Symmetric positive definite matrices are a very special type of matrix that often arise in practice. From a computational point of view, this class of matrix is very attractive because it is possible to decompose a symmetic positive definite matrix $A$ very efficiently into a single lower triangular matrix $G$ so that $A = GG^T$.
A matrix $A$ is positive definite if $x^T A x > 0$ for any nonzero $x \in \mathbb{R}$. This statement by itself is not terribly intuitive, so lets look at also look at an example of a $2 \times 2$ matrix
\[ A = \left(\begin{matrix} a_{11} & a_{12} \\ a_{21} & a_{22} \end{matrix}\right) \]
If $A$ is symmetic positive definite (SPD) then
\[ \begin{aligned} x &= (1, 0)^T \Rightarrow x^T A x = a_{11} > 0 \\ x &= (0, 1)^T \Rightarrow x^T A x = a_{22} > 0 \\ x &= (1, 1)^T \Rightarrow x^T A x = a_{11} + 2a_{12} + a_{22} > 0 \\ x &= (1,-1)^T \Rightarrow x^T A x = a_{11} - 2a_{12} + a_{22} > 0 \\ \end{aligned} \]
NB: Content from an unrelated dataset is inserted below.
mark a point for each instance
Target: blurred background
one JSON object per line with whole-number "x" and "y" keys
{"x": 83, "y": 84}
The first two equations show that the diagonal entries of $A$ must be positive, and combining the last two equations imply $|a_{12}| \le (a_{11} + a_{22}) / 2$, that is that the matrix has much of its "mass" on the diagonal (note: this is not the same as the matrix being diagonally dominant, where $|a_{ii}| > \sum_{i=1...n,j \ne i} |a_{ij}|$). These two observations for our $2 \times 2$ matrix also apply for a general $n \times n$ SPD matrix. One of the very nice consequences of this "weighty" diagonal for SPD matrices is that it precludes the need for pivoting.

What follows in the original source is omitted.